Ruang 48

Ruang 48

"Di kamar 48," ujar petugas memberi tahu di mana pemeriksaan terhadap saya dilakukan.

Saya pun melangkah ke arah koridor panjang. Ada kamar-kamar di sepanjang koridor itu. Ada nomor kamar yang ditulis cukup besar di setiap pintunya. Angkanya sebesar telapak tangan.

Tiba di bagian tengah koridor saya belok kiri. Masuk koridor pendek yang berisi 6 kamar. Di situlah kamar 48. Kalau saya tidak belok kiri, masih banyak kamar di sepanjang koridor lanjutan. Saya longok dari jauh: kamar paling ujung sana nomornya 78. Berarti di situ saja ada 78 kamar pemeriksaan.

Saya masuk kamar 48: pintu yang menutup itu saya dorong. Ada meja besar panjang di kamar itu. Masih kelihatan baru. Bersih. Terang. Warna krem muda.

Meja itu panjang sekali. Dari dinding kiri sampai dinding kanan. Tidak ada sela untuk lewat.

Sebenarnya ada. Bagian ujung meja itu bisa dilipat ke atas, untuk lewat. Tapi memang tidak ada orang yang perlu lewat situ.

Saya pun duduk di kursi hitam bersandaran sebahu yang bisa digeser-geser. Sebelah kursi ini ada satu kursi berangka stainless steel yang agak kecil. Mungkin untuk tempat duduk pengacara.

Meja itu sendiri hanya diisi satu set komputer PC. Lengkap dengan keyboard-nya. Selebihnya kosong.

Di seberang saya ada satu kursi bersandaran tinggi, lebih tinggi dari kepala. Rupanya di kursi besar itu nanti pemeriksa saya duduk.

Sepuluh menit kemudian saya masih sendirian di kamar itu. Memang belum jam 10.00. Saya tahu waktu dari jam dinding digital. Jam itu dipasang di dinding belakang tempat duduk saya. Tapi saya bisa menatapnya lewat kaca cermin besar yang posisinya di belakang kursi pemeriksa. Tentu posisi angkanya terbalik. Kadang sulit membedakan mana angka 5 dan angka 2. Secara digital, dua angka itu mirip sekali.

Sambil menunggu waktu, saya mencari tahu di mana letak kamera monitor di ruang itu. Di dinding tidak ada. Di plafon ada kisi-kisi penyedot udara, kisi-kisi AC, neon panjang dua buah, sprinkle pemadam kebakaran, pendeteksi asap, dan satu benda warna biru mirip lampu. Mungkin yang terakhir itu berisi kamera.
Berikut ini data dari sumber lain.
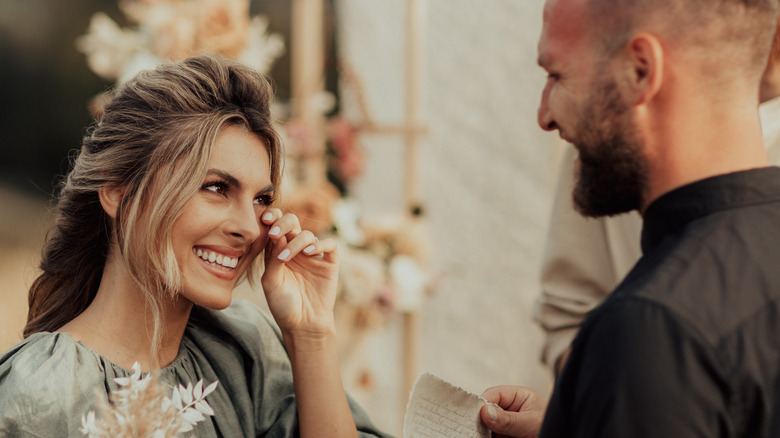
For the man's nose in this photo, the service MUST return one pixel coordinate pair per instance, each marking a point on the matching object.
(543, 114)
Tak lama kemudian pemeriksa masuk. Lewat pintu di belakang kursi pemeriksa. Ia membawa banyak dokumen. Fotokopi. Diletakkan di meja. Rupanya meja ini perlu besar, dan panjang, untuk membeber dokumen di situ.

Saya diminta mempelajari dokumen-dokumen tersebut. Tahunnya 2009, 2010, 2011, dan seterusnya. Tanda tangan saya ada di situ. Baik sebagai dirut PLN maupun sebagai menteri BUMN.

Saya tersenyum kecil. Ada yang agak lucu. Bentuk tanda tangan saya ternyata berubah. Sewaktu jadi dirut PLN, tanda tangan saya sederhana sekali. Sangat mudah untuk ditiru. Waktu sebagai menteri BUMN, tanda tangan saya lebih rumit.

Saya pun ingat: ada yang mengingatkan saya saat itu. ”Bapak sekarang jadi menteri. Tanda tangannya tidak boleh lagi mudah ditiru,” kata orang itu. Saya lupa siapa yang menyarankan itu, tapi sarannya saya turuti.